The night was altogether so charming that Lord Chelford was tempted. So he took his cap, and lighted his cigar, too, and strolled a little way with the attorney.

He walked under the solemn trees—the same under whose airy groyning Wylder and Lake had walked away together on that noteworthy night on which Mark had last turned his back upon the grand old gables and twisted chimneys of Brandon Hall.

This way was rather a round, it must be confessed, to the Lodge—Jos, Larkin's peaceful retreat. But a stroll with a lord was worth more than that sacrifice, and every incident which helped to make a colourable case of confidential relations at Brandon—a point in which the good attorney had been rather weak hitherto—was justly prized by that virtuous man.
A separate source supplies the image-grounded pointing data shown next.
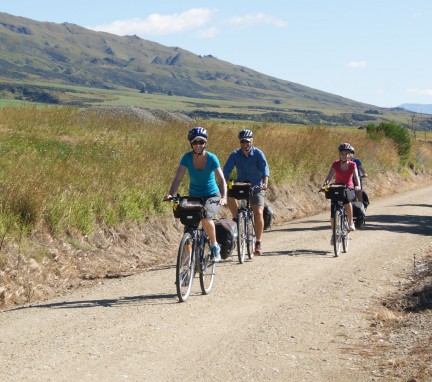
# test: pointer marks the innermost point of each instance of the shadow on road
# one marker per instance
(106, 303)
(414, 224)
(298, 252)
(316, 225)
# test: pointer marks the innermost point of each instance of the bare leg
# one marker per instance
(259, 220)
(232, 205)
(348, 208)
(210, 230)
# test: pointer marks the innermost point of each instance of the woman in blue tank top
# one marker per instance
(206, 181)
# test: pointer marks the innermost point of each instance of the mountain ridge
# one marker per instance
(35, 56)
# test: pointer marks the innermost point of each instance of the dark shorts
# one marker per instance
(211, 206)
(349, 198)
(258, 198)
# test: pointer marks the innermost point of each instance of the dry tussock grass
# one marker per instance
(82, 193)
(400, 338)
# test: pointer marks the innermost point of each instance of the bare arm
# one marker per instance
(356, 180)
(222, 184)
(181, 170)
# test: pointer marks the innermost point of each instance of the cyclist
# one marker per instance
(345, 172)
(206, 181)
(251, 166)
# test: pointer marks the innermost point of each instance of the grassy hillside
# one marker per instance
(69, 65)
(82, 189)
(64, 169)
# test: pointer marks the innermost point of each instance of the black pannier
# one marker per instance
(268, 217)
(336, 192)
(189, 210)
(226, 236)
(239, 190)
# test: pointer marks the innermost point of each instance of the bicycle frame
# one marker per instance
(246, 229)
(194, 257)
(340, 228)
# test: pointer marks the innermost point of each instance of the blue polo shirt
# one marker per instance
(202, 183)
(249, 168)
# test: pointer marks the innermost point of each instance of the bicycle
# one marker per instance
(194, 249)
(340, 233)
(245, 219)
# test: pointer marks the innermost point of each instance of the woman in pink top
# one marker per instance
(345, 172)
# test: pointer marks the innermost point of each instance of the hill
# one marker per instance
(71, 65)
(417, 108)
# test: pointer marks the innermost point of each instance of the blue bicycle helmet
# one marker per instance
(197, 132)
(245, 135)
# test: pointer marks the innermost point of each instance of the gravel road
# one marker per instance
(294, 314)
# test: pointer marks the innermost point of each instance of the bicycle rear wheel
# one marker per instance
(250, 232)
(185, 267)
(337, 233)
(345, 234)
(241, 235)
(207, 268)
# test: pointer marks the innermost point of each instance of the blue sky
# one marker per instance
(372, 51)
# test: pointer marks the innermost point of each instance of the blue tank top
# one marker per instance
(201, 182)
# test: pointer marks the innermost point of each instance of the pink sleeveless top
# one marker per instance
(344, 177)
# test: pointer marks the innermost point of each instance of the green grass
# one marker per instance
(61, 172)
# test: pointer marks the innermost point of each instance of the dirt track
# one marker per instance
(294, 314)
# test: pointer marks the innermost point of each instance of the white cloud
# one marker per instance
(157, 24)
(256, 19)
(357, 64)
(208, 33)
(426, 92)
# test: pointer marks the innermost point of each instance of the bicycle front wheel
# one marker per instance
(345, 234)
(250, 232)
(185, 267)
(337, 233)
(241, 235)
(207, 267)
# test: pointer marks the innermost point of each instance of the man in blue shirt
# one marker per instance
(251, 166)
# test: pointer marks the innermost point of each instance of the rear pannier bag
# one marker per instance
(336, 192)
(226, 236)
(189, 210)
(268, 217)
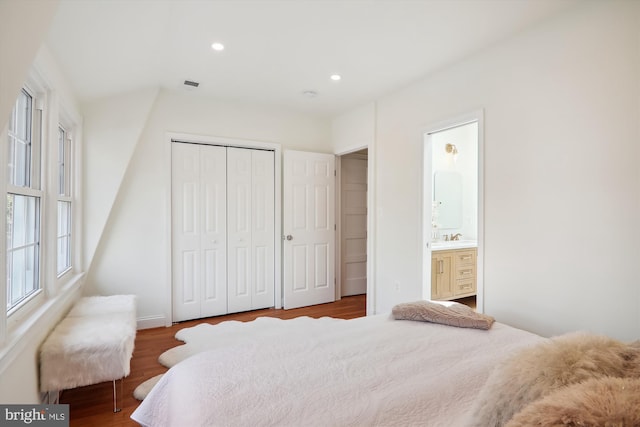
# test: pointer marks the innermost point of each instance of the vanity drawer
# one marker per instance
(465, 286)
(465, 272)
(464, 258)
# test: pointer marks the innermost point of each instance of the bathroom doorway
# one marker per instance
(452, 220)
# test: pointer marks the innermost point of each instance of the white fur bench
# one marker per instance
(92, 344)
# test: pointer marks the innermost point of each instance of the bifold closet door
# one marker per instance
(251, 229)
(199, 236)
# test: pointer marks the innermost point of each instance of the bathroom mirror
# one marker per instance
(447, 193)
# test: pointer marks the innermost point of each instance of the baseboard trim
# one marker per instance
(149, 322)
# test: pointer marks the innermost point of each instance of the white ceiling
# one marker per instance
(277, 49)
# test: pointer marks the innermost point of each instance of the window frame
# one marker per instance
(65, 195)
(32, 188)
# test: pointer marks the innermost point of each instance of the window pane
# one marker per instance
(19, 142)
(23, 245)
(64, 236)
(61, 160)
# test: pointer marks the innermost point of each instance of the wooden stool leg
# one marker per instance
(115, 396)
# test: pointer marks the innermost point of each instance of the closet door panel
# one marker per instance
(185, 206)
(239, 242)
(263, 229)
(213, 238)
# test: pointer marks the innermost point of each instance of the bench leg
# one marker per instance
(115, 396)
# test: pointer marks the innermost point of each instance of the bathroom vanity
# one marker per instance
(453, 269)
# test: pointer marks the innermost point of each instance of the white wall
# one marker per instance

If the trustees, Smith the pork-butcher, old Captain Snoggles, the Town Clerk, and the rest, had to wait some twenty minutes in the drawing-room at the Lodge, so much the better. An apology was, perhaps, the best and most modest shape into which he could throw the advertisement of his dinner at Brandon—his confidential talk with the proud old dowager, and his after-dinner ramble with that rising young peer, Lord Chelford. It would lead him gracefully into detail, and altogether the idea, the situation, the scene and prospect, were so soothing and charming, that the good attorney felt a silent exaltation as he listened to Lord Chelford's two or three delighted sentences upon the illimitable wonders and mysteries glimmering in the heavens above them.

The cigar was delicious, the air balmy and pleasant, his digestion happy, the society unexceptionably aristocratic—a step had just been gained, and his consideration in the town and the country round improved, by the occurrences of the evening, and his whole system, in consequence, in a state so serene, sweet and satisfactory, that I really believe there was genuine moisture in his pink, dove-like eyes, as he lifted them to the heavens, and murmured, 'Beautiful, beautiful!' And he mistook his sensations for a holy rapture and silent worship.

Cigars, like other pleasures, are transitory. Lord Chelford threw away his stump, tendered his case again to Mr. Larkin, and then took his leave, walking slowly homewards.